Hello,
Im currently re performing some analyses of RNA-seq data via DESeq2, however since the first analysis (about a year ago) Ive got some very strange genes turning up as significantly expressed. These genes have exceedingly high p-values and fold changes (>2^15 !!) while also being lowly expressed ( Basemean of <100) and often driven by a single sample.
the experiment is as follows: an RNA seq analysis (Unstranded ) of Cytokine expressing cells from 3 separate patients, comparing 2 cell types (CD4/CD8) expressing 1 of 2 cytokines (pop1/pop2).
any advice would be appreciated.
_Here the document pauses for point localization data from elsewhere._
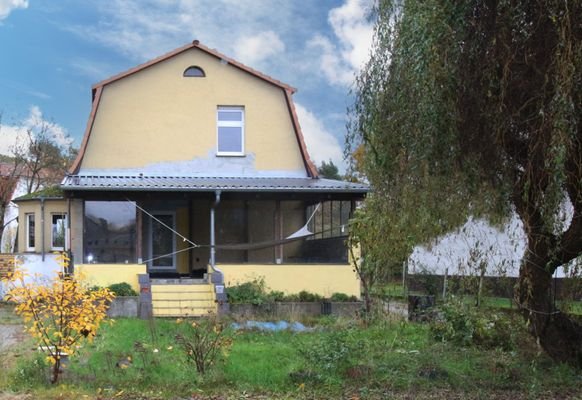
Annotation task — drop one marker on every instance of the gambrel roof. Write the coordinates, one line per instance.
(97, 90)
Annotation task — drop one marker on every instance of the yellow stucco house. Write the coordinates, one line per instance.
(193, 173)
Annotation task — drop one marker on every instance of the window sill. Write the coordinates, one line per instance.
(230, 155)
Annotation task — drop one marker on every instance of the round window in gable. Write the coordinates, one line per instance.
(194, 72)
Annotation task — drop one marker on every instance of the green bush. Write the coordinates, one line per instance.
(305, 296)
(248, 293)
(466, 325)
(333, 353)
(342, 297)
(122, 289)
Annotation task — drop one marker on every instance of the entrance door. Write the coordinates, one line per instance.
(163, 241)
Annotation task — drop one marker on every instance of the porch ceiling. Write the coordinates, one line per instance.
(208, 184)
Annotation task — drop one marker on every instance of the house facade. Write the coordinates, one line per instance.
(193, 170)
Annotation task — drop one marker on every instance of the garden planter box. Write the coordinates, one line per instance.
(287, 310)
(126, 306)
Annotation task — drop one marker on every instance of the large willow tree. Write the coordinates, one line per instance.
(475, 107)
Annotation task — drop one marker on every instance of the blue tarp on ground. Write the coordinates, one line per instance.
(272, 326)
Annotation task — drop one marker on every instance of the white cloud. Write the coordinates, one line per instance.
(17, 135)
(253, 50)
(353, 35)
(321, 144)
(7, 6)
(94, 70)
(145, 29)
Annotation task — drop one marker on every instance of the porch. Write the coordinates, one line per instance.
(292, 236)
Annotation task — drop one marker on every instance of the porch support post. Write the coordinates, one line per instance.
(139, 236)
(217, 277)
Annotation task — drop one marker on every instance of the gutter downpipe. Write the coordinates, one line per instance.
(212, 232)
(217, 276)
(42, 227)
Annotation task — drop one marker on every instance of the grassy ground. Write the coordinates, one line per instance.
(339, 359)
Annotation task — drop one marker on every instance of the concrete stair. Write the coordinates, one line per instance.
(182, 299)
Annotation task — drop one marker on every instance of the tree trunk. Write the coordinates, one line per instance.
(557, 333)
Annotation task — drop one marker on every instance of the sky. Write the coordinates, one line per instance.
(52, 51)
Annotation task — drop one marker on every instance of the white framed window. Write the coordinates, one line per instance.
(58, 231)
(30, 236)
(230, 123)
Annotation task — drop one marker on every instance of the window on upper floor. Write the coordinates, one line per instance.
(30, 237)
(230, 122)
(58, 231)
(194, 72)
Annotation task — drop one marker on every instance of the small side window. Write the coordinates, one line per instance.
(230, 130)
(194, 72)
(58, 231)
(30, 237)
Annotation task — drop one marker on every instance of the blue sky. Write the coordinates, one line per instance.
(52, 51)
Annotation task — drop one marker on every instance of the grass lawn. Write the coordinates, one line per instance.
(339, 359)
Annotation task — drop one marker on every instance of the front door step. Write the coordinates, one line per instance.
(182, 298)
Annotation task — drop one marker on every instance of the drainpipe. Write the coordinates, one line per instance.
(213, 235)
(217, 277)
(42, 227)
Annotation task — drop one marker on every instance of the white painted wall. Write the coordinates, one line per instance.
(36, 269)
(8, 239)
(501, 248)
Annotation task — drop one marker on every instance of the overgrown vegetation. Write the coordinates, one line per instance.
(59, 315)
(255, 292)
(122, 289)
(472, 108)
(340, 359)
(203, 341)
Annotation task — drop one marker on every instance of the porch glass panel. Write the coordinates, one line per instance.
(260, 225)
(109, 232)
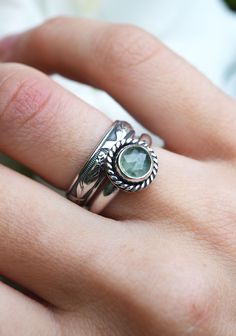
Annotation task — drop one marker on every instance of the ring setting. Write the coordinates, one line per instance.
(121, 161)
(131, 165)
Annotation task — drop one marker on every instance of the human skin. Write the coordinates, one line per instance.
(160, 262)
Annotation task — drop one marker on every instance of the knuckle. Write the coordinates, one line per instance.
(124, 46)
(24, 99)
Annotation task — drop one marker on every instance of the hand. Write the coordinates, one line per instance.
(157, 262)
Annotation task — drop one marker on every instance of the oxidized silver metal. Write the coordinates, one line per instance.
(100, 178)
(126, 183)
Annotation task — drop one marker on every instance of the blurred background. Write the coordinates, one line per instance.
(203, 32)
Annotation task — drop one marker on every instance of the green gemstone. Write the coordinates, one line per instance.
(134, 162)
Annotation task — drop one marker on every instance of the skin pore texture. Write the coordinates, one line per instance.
(157, 262)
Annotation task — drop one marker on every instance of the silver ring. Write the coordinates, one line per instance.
(121, 161)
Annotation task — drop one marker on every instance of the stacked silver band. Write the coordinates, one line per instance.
(102, 175)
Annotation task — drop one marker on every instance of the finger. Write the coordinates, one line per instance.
(47, 244)
(45, 127)
(20, 315)
(167, 95)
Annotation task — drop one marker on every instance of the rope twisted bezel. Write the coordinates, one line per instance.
(120, 181)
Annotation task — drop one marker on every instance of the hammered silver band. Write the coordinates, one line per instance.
(101, 177)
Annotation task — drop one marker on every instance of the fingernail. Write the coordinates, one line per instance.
(6, 47)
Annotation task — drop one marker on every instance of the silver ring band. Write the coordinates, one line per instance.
(120, 161)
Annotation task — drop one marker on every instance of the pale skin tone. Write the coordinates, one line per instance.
(159, 262)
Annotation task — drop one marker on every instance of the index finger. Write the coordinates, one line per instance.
(159, 88)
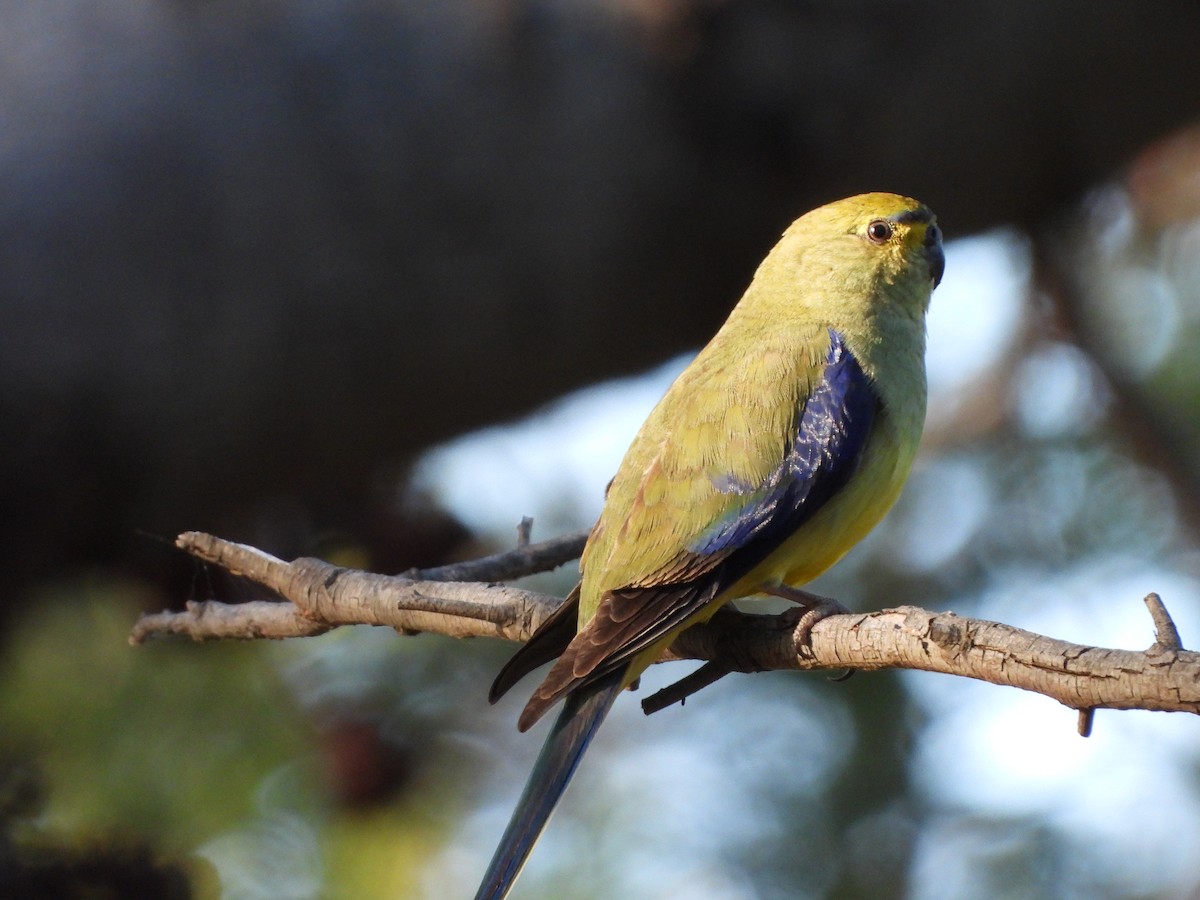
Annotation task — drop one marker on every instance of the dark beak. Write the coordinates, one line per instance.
(934, 255)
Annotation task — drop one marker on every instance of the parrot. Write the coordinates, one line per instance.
(778, 448)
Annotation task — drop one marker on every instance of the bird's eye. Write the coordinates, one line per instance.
(880, 231)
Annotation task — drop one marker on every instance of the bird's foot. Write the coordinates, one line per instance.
(815, 606)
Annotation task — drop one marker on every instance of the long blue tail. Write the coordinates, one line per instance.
(559, 757)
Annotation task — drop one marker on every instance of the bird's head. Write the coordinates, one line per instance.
(870, 249)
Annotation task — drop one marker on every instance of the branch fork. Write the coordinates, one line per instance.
(472, 600)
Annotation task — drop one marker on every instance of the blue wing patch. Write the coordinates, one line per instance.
(825, 451)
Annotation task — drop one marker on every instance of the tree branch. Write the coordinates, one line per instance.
(318, 597)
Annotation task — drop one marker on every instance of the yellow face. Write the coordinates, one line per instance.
(901, 228)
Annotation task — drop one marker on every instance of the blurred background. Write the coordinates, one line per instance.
(373, 279)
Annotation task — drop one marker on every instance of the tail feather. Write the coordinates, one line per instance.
(556, 763)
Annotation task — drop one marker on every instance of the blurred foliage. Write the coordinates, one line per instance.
(257, 256)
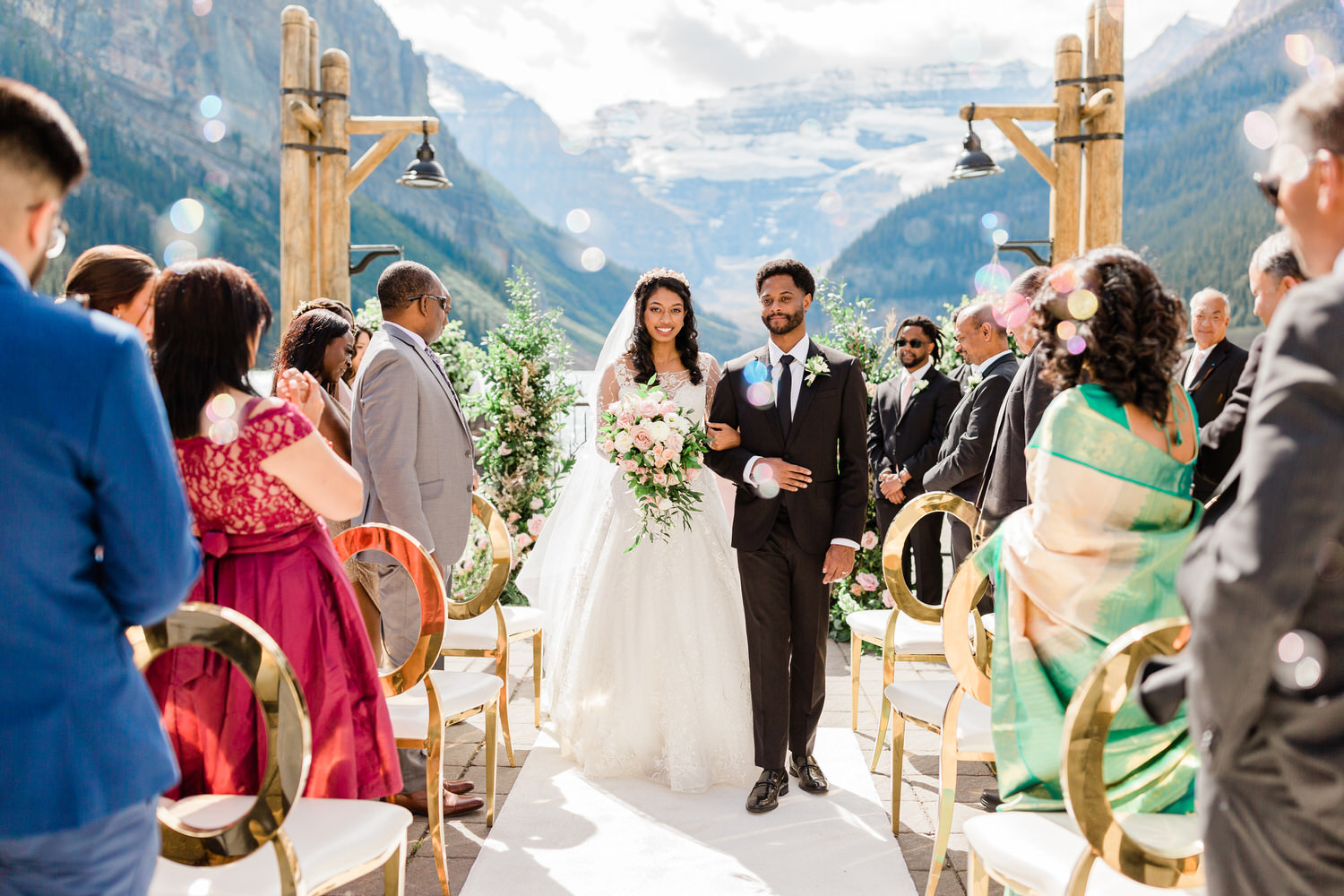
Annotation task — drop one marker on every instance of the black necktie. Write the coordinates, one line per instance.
(784, 395)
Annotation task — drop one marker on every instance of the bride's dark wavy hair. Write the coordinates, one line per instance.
(687, 341)
(1133, 339)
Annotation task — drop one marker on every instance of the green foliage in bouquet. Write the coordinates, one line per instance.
(524, 402)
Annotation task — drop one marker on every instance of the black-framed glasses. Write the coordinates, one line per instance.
(441, 300)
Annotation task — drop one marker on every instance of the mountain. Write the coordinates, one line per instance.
(1190, 204)
(134, 75)
(714, 188)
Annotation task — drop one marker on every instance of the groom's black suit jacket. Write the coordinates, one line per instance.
(827, 437)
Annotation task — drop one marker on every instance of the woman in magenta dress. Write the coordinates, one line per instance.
(260, 476)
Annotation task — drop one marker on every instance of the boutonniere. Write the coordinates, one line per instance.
(814, 367)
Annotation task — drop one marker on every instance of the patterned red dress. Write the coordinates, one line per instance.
(269, 556)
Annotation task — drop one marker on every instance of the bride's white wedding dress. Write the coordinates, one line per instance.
(647, 662)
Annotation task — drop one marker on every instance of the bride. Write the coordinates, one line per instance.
(647, 673)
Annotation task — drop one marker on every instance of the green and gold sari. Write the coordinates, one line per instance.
(1093, 555)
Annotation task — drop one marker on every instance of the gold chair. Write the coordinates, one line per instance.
(910, 632)
(943, 708)
(211, 842)
(424, 702)
(489, 635)
(1055, 853)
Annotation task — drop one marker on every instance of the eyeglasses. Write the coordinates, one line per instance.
(443, 300)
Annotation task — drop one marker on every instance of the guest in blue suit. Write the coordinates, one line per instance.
(96, 538)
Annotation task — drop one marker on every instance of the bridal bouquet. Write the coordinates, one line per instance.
(659, 449)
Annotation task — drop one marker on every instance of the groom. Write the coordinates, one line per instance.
(803, 492)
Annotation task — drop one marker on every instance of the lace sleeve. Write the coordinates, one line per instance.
(711, 374)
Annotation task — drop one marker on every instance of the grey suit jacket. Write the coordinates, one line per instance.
(1273, 562)
(411, 445)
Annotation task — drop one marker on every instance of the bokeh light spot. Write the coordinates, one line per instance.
(1082, 306)
(1260, 129)
(187, 215)
(578, 220)
(593, 258)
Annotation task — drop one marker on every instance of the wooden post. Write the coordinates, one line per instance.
(335, 206)
(1107, 153)
(1066, 198)
(295, 177)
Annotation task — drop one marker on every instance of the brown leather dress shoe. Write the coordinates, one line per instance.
(453, 804)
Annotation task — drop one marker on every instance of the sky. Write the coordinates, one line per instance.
(577, 56)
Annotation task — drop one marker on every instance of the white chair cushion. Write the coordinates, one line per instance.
(1039, 849)
(457, 692)
(926, 700)
(330, 836)
(478, 633)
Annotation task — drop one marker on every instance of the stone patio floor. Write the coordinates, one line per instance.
(464, 756)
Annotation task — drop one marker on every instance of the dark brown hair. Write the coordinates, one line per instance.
(206, 314)
(687, 340)
(109, 276)
(1133, 339)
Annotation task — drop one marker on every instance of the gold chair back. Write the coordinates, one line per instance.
(1086, 727)
(429, 586)
(289, 737)
(894, 547)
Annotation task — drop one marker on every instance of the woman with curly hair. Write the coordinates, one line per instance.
(1096, 552)
(647, 672)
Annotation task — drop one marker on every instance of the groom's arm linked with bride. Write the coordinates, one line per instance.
(796, 538)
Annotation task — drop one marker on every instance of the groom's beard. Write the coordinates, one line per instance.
(781, 324)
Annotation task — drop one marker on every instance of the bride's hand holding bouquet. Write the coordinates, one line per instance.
(660, 452)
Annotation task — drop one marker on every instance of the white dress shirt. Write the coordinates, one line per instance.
(798, 354)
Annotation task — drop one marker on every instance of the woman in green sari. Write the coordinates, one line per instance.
(1109, 473)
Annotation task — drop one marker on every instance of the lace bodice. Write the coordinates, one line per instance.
(226, 485)
(618, 379)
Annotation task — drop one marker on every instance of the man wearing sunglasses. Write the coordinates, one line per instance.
(906, 426)
(1265, 583)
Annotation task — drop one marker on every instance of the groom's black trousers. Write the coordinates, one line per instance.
(788, 619)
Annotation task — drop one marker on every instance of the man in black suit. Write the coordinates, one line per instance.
(1273, 271)
(1210, 368)
(906, 426)
(803, 495)
(1265, 583)
(983, 343)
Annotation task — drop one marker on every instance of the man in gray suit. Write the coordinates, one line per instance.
(413, 446)
(1265, 583)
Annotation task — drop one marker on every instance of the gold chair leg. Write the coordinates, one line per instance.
(502, 670)
(855, 651)
(537, 678)
(978, 879)
(898, 756)
(394, 871)
(946, 799)
(491, 737)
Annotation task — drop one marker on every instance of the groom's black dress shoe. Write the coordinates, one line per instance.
(809, 775)
(769, 788)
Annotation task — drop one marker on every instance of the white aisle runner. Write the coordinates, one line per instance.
(562, 833)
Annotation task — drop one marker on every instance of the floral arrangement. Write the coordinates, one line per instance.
(659, 449)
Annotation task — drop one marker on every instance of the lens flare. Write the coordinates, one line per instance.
(593, 258)
(1082, 306)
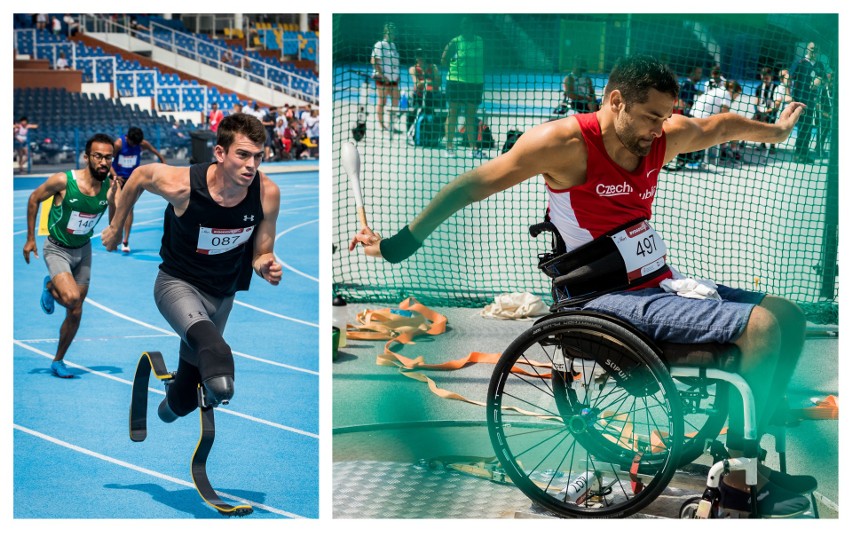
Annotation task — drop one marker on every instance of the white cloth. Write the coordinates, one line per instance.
(700, 289)
(515, 305)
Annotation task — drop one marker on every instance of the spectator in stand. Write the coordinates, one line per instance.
(227, 57)
(61, 62)
(716, 79)
(74, 27)
(282, 145)
(311, 124)
(255, 111)
(214, 117)
(22, 132)
(289, 111)
(294, 134)
(765, 102)
(269, 119)
(578, 90)
(807, 75)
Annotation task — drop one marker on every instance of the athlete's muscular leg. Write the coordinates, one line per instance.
(127, 224)
(71, 296)
(206, 360)
(792, 323)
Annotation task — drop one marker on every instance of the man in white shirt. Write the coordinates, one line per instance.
(714, 102)
(385, 61)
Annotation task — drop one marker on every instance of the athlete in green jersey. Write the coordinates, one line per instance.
(80, 197)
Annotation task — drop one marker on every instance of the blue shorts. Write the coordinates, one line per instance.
(667, 317)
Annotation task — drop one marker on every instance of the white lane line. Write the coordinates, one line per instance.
(163, 393)
(173, 334)
(142, 470)
(283, 263)
(97, 339)
(270, 313)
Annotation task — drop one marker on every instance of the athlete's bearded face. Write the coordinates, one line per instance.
(241, 160)
(100, 159)
(638, 124)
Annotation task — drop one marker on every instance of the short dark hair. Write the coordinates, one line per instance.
(135, 135)
(734, 87)
(636, 75)
(240, 123)
(98, 138)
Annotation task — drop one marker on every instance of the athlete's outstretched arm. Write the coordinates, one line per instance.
(533, 154)
(684, 135)
(264, 263)
(171, 183)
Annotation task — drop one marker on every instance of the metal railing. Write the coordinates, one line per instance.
(189, 45)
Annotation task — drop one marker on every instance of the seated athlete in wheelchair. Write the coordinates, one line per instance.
(610, 386)
(583, 413)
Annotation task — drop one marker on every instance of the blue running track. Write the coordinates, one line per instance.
(73, 457)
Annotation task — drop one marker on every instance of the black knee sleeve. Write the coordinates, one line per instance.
(182, 394)
(215, 362)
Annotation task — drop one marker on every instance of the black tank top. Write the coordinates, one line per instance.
(211, 246)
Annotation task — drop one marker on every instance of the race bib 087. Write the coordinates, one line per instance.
(212, 241)
(642, 249)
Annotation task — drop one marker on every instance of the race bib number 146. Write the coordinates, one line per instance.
(213, 241)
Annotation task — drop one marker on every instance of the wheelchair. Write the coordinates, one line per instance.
(590, 418)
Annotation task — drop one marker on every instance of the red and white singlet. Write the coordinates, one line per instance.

This is the code Ive been using (Cant give the data sets for reproduction due to confidentiality)
dds <- DESeqDataSetFromMatrix(countData = SFpops.454[,3:11], colData = samples.454, design = ~ EXPERIMENT.ID + CELL.CYTOKINE)
vsd <- vst(dds, blind=FALSE)
rld <- rlogTransformation(dds)
res <- results(dds2, contrast = (c("CELL.CYTOKINE", "CD8-pop1", "CD8-pop2")))
and a selection of output results below
genename | baseMean | log2FoldChange | lfcSE | stat | pvalue | padj | significant |
TAAR7P | 1.175253 | 25.03149 | 3.981587 | 6.286812 | 3.24E-10 | 2.22E-07 |
PRODH | 0.815967 | 23.86939 | 3.989826 | 5.982564 | 2.20E-09 | 1.16E-06 |
FLJ46284 | 6.843331 | 23.5942 | 3.779361 | 6.242907 | 4.30E-10 | 2.79E-07 |
KRT81 | 0.998216 | 23.42814 | 4.022196 | 5.824714 | 5.72E-09 | 2.61E-06 |
AC007655.1 | 0.696205 | 23.32993 | 3.994779 | 5.840105 | 5.22E-09 | 2.40E-06 |
AC022916.4 | 0.698751 | 23.09876 | 4.023616 | 5.740795 | 9.42E-09 | 4.06E-06 |
SMIM25 | 3.920455 | 22.88505 | 2.405183 | 9.51489 | 1.82E-21 | 2.40E-17 |
Is there something altered in the package which makes these really lowly abundant genes now below the critical threshold?